L’European Society for Agronomy (ESA) organise un congrès de recherche tous les deux ans. Des chercheurs issus de toute l’Europe mais également des continents américains, d’Australie, d’Asie et d’Afrique s’y retrouvent et y échangent sur les résultats de leurs travaux. Cette année, le congrès de l’ESA se déroulera du 27 au 31 août à Genève. Mais en quoi ce congrès peut-il être utile à l’agriculture suisse ? Christoph Carlen, le président du comité d’organisation, et Emmanuel Frossard, le président du comité scientifique, ont répondu à nos questions.
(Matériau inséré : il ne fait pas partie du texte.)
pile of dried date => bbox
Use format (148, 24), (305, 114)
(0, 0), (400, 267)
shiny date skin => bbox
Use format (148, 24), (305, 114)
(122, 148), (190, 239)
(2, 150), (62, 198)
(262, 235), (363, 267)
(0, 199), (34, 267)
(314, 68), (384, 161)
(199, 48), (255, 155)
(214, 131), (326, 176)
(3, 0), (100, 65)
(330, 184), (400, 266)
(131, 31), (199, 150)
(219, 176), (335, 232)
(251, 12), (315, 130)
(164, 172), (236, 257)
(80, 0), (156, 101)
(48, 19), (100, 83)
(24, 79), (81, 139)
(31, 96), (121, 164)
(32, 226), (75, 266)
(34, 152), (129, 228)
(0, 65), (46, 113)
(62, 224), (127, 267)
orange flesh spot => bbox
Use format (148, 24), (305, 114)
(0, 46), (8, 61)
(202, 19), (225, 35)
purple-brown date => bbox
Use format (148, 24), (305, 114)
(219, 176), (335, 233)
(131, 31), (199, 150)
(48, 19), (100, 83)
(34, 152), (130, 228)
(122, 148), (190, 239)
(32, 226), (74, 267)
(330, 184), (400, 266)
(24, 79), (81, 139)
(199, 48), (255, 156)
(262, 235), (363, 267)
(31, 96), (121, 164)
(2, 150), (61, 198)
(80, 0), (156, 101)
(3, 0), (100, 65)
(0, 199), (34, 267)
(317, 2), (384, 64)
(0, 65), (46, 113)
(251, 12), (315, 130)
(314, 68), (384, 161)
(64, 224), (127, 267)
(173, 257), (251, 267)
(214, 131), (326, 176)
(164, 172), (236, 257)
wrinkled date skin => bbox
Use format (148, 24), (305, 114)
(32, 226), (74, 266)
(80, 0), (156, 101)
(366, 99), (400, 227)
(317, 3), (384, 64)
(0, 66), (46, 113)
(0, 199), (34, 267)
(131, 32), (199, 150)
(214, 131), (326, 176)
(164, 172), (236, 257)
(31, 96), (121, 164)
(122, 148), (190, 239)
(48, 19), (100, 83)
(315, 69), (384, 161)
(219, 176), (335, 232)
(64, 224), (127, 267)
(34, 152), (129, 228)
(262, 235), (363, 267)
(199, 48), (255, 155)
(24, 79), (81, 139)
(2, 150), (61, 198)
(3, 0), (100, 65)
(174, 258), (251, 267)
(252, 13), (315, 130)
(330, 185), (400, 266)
Revue UFA: Quels sont les objectifs de l’European Society for Agronomy ?

Christoph Carlen:L’ESA est un forum à l’intention de la recherche agricole, dans le domaine des grandes cultures en particulier. Le congrès de l’ESA sert à échanger et à présenter des résultats de recherche susceptibles d’améliorer les méthodes de production et de contribuer au développement durable.

Emmanuel Frossard:La recherche va de la sélection au stress abiotique et biotique, en passant par la physiologie des plantes, la nutrition des plantes ou l’irrigation. Les résultats obtenus trouvent finalement une application directe au champ et dans les exploitations.

C. Carlen:Les travaux de recherche s’étendent des plantes individuelles au champ tout entier et à l’exploitation, voire à la région. L’objectif consiste à réunir un maximum de résultats et à les communiquer ensuite de manière à ce qu’ils soient applicables dans la pratique.

Pourquoi l’échange à l’échelon international revêt-il autant d’importance ?

C. Carlen:L’échange international est important car les activités de recherche des différents pays se complètent, ce qui permet de disposer d’une foule d’informations supplémentaires. Les résultats des institutions peuvent ensuite être réunis, ce qui permet de mieux étayer les recommandations qui sont émises à l’intention des praticiens.

La recherche suisse n’est-elle pas assez performante à elle seule ?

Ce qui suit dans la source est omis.